NEWARK, NJ — Be it science, technology, performing arts or history, parents across Newark whose children will enter elementary school over the next five years have options to choose from if they want to start their students early on a specialized course of study.
Superintendent Roger Leon unveiled the district’s long-awaited 10-year strategic plan at the Board of Education’s final public meeting in June, and with its presentation came outlines for a complete re-imagining of the Newark school ecosystem.
By 2025, every ward in the city will have "magnet" elementary schools with uniform curricula and facilities available to families. These redesigned schools will feed into the city's magnet schools — Bard High School Early College, Technology High School, Science Park High School, American History High School and Arts High School.
The district’s newest elementary school opening this September, Sir Isaac Newton, is its first science-focused elementary and the test pilot Leon and his team will use to build from.
“Everyone else is now hearing that, and they want that too. It’s giving me the buzz that I need,” Leon told TAPinto Newark.
The planning for the next four years, he said, is to create designations for what those schools will eventually become and transition the community to the new system. The re-imagined schools will be housed in existing elementary schools, though they will not be renamed.
Right now, NPS administration is busy at work preparing for the opening of Sir Isaac Newton, which has been dealt an added layer of complications due to the coronavirus. But this time is also crucial for data on how long it takes to convert the building and ready the rooms, as well as calculating costs like lab coats, microscopes and other lab equipment.
“While that is occurring we’re also assessing each of the elementary schools’ facilities,” Leon said. “There are also a couple of new high schools we will be building.”
The district plans to have the names of the schools they plan to designate as part of the new “magnet” elementary schools before the start of the academic year.
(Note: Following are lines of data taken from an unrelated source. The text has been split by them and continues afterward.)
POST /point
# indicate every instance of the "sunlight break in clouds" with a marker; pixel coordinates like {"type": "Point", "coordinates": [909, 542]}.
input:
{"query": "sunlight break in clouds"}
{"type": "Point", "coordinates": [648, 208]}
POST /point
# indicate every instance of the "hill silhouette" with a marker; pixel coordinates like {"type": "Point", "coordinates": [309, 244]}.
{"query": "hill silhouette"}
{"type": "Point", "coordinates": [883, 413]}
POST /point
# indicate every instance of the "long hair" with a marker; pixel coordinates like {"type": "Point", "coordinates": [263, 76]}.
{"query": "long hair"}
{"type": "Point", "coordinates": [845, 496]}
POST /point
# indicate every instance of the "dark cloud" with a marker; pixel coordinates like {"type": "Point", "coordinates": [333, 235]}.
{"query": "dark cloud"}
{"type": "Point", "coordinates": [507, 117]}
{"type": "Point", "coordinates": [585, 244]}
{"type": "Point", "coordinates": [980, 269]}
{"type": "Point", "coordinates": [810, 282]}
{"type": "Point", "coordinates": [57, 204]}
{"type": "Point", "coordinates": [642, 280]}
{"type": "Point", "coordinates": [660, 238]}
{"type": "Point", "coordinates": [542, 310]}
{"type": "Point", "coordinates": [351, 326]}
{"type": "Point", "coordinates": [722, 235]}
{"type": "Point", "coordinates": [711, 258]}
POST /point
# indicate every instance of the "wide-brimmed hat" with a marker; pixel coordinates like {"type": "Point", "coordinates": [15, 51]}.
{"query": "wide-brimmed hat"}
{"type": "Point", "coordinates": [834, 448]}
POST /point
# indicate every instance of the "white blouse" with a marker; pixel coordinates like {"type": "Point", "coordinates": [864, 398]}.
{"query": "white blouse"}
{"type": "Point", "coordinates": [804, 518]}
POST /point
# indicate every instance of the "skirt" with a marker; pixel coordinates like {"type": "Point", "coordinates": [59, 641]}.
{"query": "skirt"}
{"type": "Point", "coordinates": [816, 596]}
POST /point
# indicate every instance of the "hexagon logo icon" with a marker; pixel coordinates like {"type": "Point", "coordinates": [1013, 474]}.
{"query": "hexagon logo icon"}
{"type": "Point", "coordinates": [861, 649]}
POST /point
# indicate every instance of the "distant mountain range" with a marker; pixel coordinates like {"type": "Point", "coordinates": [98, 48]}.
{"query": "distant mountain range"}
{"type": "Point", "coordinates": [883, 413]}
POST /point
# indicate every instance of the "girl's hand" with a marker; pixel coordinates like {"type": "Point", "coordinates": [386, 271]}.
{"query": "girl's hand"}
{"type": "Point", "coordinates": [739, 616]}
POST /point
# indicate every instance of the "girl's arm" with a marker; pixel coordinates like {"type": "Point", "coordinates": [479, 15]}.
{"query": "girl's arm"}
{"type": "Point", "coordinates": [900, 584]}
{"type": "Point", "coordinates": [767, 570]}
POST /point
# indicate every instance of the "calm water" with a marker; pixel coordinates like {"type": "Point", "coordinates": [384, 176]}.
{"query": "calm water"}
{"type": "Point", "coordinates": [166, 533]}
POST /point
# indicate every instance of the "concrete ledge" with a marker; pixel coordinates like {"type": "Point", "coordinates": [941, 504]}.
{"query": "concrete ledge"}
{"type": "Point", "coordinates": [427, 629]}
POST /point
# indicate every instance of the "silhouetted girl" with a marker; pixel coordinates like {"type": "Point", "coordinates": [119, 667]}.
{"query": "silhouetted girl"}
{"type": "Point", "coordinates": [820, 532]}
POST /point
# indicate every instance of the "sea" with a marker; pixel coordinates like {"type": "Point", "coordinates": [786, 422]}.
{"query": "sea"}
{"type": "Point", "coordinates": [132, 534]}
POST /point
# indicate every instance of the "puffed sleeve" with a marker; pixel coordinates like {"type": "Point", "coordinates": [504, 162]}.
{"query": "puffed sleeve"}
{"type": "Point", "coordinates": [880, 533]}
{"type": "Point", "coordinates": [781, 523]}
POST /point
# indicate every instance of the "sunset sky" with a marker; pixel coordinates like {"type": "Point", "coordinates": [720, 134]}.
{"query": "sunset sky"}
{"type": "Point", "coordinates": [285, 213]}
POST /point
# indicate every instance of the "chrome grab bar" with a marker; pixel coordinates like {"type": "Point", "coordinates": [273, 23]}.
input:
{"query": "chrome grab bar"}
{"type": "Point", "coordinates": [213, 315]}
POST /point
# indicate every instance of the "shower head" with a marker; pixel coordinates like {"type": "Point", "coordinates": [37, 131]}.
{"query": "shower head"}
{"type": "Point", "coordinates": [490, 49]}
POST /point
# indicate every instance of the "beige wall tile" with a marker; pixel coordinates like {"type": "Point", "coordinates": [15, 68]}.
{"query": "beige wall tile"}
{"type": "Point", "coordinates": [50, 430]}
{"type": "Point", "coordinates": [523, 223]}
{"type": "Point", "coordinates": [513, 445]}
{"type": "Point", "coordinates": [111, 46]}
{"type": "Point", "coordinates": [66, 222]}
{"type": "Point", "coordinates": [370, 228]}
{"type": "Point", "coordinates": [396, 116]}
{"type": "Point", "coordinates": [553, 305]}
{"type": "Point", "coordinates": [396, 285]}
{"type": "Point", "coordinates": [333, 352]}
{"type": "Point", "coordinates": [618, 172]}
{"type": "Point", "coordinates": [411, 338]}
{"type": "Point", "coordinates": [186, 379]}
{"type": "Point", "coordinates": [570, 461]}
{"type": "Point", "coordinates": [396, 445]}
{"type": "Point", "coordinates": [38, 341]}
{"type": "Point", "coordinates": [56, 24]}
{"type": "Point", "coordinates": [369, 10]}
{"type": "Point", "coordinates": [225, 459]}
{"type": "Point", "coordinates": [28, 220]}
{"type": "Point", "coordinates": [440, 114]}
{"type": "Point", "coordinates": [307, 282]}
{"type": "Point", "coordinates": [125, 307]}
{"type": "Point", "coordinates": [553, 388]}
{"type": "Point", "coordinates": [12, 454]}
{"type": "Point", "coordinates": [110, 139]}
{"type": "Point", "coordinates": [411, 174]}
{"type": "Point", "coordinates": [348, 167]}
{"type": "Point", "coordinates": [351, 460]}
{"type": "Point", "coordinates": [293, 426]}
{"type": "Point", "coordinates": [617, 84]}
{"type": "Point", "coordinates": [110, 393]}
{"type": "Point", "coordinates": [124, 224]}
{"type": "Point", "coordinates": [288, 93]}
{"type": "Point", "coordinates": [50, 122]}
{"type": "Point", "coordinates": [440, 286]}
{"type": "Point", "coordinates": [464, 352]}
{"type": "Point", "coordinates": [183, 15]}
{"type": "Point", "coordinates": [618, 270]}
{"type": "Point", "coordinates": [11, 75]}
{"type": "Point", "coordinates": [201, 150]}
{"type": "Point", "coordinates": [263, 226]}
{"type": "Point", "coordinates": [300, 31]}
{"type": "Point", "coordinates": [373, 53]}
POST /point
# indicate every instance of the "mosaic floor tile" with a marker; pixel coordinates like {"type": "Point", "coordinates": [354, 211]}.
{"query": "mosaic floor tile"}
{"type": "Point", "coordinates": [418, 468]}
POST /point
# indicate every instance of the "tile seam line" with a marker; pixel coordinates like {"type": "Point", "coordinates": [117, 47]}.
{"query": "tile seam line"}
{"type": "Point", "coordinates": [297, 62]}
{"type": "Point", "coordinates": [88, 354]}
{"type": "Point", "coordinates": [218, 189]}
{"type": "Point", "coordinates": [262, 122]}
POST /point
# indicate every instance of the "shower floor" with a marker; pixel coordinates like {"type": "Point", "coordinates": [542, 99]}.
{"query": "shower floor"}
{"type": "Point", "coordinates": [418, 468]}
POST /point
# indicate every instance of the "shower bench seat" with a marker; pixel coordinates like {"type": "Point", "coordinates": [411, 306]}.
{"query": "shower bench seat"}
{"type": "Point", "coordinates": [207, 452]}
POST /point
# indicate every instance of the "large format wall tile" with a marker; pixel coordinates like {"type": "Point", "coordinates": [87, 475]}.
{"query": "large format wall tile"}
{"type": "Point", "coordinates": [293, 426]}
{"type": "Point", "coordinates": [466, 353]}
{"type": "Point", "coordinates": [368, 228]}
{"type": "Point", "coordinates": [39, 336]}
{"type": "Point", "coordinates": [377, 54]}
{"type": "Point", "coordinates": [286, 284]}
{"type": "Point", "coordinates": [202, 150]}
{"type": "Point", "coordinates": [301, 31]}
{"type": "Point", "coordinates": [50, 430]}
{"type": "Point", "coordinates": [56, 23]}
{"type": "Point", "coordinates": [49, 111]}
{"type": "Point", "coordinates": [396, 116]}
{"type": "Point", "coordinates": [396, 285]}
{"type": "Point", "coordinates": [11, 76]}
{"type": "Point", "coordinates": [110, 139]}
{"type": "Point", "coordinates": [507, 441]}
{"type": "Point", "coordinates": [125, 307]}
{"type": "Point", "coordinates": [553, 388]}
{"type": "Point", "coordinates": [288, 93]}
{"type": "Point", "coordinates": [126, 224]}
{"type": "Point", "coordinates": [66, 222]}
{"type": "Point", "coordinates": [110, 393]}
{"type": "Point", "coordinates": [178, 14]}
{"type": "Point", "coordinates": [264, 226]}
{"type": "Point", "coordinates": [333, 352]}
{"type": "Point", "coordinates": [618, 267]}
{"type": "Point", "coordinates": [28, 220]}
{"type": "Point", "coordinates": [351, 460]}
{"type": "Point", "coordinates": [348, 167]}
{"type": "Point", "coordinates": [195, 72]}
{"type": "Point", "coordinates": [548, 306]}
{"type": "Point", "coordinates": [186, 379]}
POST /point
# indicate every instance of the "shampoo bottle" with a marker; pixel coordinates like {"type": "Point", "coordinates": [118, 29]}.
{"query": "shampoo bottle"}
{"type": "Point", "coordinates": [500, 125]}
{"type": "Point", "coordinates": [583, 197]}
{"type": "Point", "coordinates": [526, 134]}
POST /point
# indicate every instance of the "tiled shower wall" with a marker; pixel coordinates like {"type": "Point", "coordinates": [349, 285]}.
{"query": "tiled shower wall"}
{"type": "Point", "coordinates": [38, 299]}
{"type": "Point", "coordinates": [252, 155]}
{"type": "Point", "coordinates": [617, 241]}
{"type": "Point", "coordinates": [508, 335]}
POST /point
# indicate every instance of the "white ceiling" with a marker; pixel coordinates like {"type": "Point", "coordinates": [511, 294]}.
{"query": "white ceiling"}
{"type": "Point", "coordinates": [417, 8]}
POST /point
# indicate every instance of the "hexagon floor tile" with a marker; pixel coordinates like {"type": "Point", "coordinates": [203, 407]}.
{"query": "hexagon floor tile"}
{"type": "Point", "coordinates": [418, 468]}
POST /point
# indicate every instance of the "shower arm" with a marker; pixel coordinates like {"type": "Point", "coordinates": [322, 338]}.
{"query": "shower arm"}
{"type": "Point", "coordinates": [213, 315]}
Students who complete a course of study in one of the schools will automatically be enrolled in its corresponding magnet high school, and not have to apply through Newark Enrolls once they reach the eighth grade.
However, any student is still able to apply out of the magnet feeder pattern should they decide the concentration no longer suits their interests.
“We don’t want to know who would like to be an artist, we want to know who are the artists and be the canvas to show that off. That’s what we imagine these elementary schools to be,” Leon said.
Leon said there is already some idea of which elementary schools can be re-purposed. Hawthorne Avenue School will most likely become a science feeder, and Belmont Runyon, which was originally named Belmont Runyon Performing Arts Elementary School, will return to its roots. Raphael Hernandez Elementary was also once a performing arts elementary school.
The district doesn’t have a total number for expenditures on Sir Isaac Newton yet, and it is still working out what it will cost to convert the schools once they’re pinned down.
Some costs at Sir Isaac Newton, which is slowly being phased out by grade, won’t come until a few years later. For instance, Leon said he bought himself some time before the district has to purchase more advanced lab equipment for eighth-graders.
Leadership for the new schools are being hand-picked, though the district is not making the decisions public.
Each of the “magnet” elementary schools will be available in each ward, much like a franchise — the same curricula, service and “look,” according to Leon, will be mandatory.
“It’s creating a system that says we are fair to everybody,” Leon said. “One of our students, Rafael Gordon, has a phrase in his book that says, ‘Your location does not determine your destination.’ That’s really what we want to suggest here.”